Amusing how some Canadians brag about their "superior" strict gun laws, while they coddle criminals.
 
I think he should have been given more. Here in Canada, we have a strange/stupid/dumb (your pick) law where you get a "life" sentence but you could be out in 10 years. Our society here in Canuck country strongly believes in trying to reform the criminals. We try to be nice to them which means we don't try to upset them too much. We give them a lawyer and a nice comfortable jail to sit in. We are a "kind" nations. It's good for the crooks but not so good for the victims!

If I was a criminal, I can't think of a better country to operate than Canada. Certainly not China or Russia.
The son got life without chance of parole and in the USA, that's pretty much set in stone. The father who provided the weapons - who should have known his son's mental health history - should have been given far more than the slap-on-the-wrist sentence. Or perhaps he also needed a long-term mandatory stay in a mental facility, because his actions were insane.
 
Is there not a "Statute of Limitation", he only assisted
his son on the date that he gave him the gun, which
may have been many years ago.

So maybe the Judge just has to follow the rules!

It's still wrong though.

Mike.
 
To be considered an Accomplice (Complicit), ILL requires certain elements.
Thanks for your post Ohio, you always bring rationality to these things. I went to the link and found the quote below, do you think by this definition the father might be legally complicit?

A person is legally accountable for the conduct of another when:

(a) having a mental state described by the statute defining the offense, he or she causes another to perform the conduct, and the other person in fact or by reason of legal incapacity lacks such a mental state;


The father should have known of his son's mental illness and the dangers of it.

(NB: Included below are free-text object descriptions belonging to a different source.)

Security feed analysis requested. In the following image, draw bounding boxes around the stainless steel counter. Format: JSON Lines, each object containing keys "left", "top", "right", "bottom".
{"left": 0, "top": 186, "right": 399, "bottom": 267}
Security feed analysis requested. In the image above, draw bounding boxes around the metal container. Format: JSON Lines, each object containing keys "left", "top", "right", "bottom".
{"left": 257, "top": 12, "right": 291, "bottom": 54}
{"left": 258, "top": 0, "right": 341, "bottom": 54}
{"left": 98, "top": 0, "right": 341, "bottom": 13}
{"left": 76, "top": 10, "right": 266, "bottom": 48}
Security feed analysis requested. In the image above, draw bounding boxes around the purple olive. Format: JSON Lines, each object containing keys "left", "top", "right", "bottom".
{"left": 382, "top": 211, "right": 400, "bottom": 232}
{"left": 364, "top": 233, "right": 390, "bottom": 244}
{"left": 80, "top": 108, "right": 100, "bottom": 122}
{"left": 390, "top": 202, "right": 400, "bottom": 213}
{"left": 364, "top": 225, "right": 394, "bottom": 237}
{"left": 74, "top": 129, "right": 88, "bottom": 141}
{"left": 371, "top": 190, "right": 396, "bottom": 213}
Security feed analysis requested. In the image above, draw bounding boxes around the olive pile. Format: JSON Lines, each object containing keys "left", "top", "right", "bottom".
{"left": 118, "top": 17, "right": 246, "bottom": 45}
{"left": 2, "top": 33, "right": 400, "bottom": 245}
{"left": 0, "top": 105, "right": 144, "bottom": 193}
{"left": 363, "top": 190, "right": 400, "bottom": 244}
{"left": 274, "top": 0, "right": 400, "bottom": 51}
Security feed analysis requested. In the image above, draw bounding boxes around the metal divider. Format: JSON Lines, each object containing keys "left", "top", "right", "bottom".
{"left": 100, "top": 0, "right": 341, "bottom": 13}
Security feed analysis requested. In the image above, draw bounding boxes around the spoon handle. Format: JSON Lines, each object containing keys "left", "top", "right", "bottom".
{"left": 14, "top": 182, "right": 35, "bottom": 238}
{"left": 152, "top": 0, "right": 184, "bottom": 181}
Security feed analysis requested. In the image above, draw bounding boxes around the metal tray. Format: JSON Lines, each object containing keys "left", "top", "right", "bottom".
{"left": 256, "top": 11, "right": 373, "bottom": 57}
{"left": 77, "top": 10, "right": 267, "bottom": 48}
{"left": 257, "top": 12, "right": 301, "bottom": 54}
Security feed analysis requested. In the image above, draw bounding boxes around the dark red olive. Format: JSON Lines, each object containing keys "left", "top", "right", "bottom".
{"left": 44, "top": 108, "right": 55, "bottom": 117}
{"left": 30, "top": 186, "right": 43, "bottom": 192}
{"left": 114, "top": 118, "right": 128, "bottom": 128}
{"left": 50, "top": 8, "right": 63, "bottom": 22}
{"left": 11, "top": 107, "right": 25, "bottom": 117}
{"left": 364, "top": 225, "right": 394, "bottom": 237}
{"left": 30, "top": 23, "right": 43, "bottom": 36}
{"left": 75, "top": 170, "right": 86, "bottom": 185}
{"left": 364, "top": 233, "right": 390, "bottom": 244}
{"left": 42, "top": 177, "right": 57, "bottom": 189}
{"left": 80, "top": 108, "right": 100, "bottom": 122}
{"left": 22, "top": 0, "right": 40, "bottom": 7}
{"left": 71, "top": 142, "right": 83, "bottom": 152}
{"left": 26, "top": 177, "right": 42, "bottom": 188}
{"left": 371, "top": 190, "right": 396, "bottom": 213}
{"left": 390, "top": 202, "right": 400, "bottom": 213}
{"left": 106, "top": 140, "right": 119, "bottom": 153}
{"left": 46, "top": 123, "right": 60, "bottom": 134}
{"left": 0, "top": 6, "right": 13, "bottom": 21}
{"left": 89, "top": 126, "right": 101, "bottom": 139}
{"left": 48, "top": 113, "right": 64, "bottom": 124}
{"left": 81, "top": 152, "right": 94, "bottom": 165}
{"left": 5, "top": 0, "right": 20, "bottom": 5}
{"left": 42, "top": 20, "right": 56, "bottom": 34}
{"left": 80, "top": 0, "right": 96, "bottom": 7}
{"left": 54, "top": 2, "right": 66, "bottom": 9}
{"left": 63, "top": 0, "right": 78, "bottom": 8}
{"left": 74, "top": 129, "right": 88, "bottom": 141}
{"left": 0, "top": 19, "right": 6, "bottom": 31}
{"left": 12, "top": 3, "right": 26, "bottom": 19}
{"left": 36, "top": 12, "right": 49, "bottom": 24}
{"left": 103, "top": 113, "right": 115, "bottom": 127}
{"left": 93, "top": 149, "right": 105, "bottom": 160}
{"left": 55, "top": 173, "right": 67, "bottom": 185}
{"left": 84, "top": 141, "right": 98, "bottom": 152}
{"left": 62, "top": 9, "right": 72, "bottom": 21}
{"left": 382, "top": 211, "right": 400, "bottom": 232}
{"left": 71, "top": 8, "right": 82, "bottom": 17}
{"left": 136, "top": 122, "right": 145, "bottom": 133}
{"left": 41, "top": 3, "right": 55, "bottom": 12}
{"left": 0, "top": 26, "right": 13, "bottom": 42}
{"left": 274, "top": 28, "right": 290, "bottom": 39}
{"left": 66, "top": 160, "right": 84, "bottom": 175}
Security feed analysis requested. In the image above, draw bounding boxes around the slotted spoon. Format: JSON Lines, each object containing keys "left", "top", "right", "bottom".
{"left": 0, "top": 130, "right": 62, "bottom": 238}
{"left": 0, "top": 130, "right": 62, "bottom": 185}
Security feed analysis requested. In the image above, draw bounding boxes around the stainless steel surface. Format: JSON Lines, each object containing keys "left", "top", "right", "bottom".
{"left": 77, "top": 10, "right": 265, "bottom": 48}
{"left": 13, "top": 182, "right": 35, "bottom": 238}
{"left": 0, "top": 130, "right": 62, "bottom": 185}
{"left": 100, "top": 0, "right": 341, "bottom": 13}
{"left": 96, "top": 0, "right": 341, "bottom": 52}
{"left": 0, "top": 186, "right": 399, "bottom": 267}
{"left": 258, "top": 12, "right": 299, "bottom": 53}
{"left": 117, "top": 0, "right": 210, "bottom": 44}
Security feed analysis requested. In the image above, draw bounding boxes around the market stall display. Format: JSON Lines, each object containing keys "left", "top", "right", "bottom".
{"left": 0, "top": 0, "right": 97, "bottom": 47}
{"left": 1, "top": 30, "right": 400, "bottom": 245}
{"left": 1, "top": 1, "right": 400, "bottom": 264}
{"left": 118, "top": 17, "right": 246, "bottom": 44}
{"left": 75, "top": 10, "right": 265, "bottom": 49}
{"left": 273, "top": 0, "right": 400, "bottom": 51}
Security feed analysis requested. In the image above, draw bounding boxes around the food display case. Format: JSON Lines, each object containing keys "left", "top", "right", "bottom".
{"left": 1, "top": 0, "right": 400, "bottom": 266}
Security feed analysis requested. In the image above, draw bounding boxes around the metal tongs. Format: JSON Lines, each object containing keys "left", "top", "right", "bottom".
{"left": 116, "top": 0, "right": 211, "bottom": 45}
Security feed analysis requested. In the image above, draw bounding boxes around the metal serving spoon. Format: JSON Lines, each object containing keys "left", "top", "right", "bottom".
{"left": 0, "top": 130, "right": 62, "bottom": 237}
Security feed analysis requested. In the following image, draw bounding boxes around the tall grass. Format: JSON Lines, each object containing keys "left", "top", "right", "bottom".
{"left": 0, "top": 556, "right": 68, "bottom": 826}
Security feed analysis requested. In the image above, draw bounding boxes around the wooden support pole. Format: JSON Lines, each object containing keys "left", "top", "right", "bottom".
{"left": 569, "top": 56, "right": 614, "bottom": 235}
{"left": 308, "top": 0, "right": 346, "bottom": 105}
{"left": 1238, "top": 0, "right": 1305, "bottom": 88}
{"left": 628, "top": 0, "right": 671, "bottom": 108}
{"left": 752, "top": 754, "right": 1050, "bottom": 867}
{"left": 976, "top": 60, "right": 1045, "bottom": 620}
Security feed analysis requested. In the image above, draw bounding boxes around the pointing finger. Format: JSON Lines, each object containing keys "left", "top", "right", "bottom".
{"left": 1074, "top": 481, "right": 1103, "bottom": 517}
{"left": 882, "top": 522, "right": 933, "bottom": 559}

Don't know that he encouraged the shootings, but he should have known that with the gun they were a possibility.
 
To be considered an Accomplice (Complicit), ILL requires certain elements.

https://casetext.com/statute/illino...tion-720-ilcs-55-2-when-accountability-exists
“A person is not so accountable, however, unless the statute defining the offense provides otherwise, if:...(2) the offense is so defined that his or her conduct was inevitably incident to its commission;” 720 ILCS 5/5-2

I haven't read the trial transcript, but I think this might apply. My first impression was: "Let's give the paranoid schizophrenic an automatic weapon and see what happens."
 
If the father is remorseful(genuinely) then maybe serving time would accomplish nothing.
In this case I think this is more about making an example of him than rehabilitation. Showing that people can go to jail for irresponsibly providing firearms to the mentally ill is important. And I have no problem with making an example of this man.

I also think it is very hard to know if someone is remorseful or just trying to look good for a sentence reduction.
 
In this case I think this is more about making an example of him than rehabilitation. Showing that people can go to jail for irresponsibly providing firearms to the mentally ill is important. And I have no problem with making an example of this man.

I also think it is very hard to know if someone is remorseful or just trying to look good for a sentence reduction.
People who are capable of remorse cannot do something evil in the first place.
That's how we know remorse is an act. A criminal attorney is doing his job.
 
The Prosecutor may believe he or she could probably not get a conviction on a Complicit charge beyond a reasonable doubt if it went to trial? Case law could have played a major factor?
 
Since all gun owners are required to be registered, then it is
very bad to circumvent the system, he is an accessory of the
actions that he helped to create.

He should get the same as a murderer.

Mike.
You are applying UK rules to a US situation. With 50 American States, each of which has it's own rules about firearms ownership , you have made a blanket statement that does not apply in America. Stick to things that you actually know some thing about, please. JimB.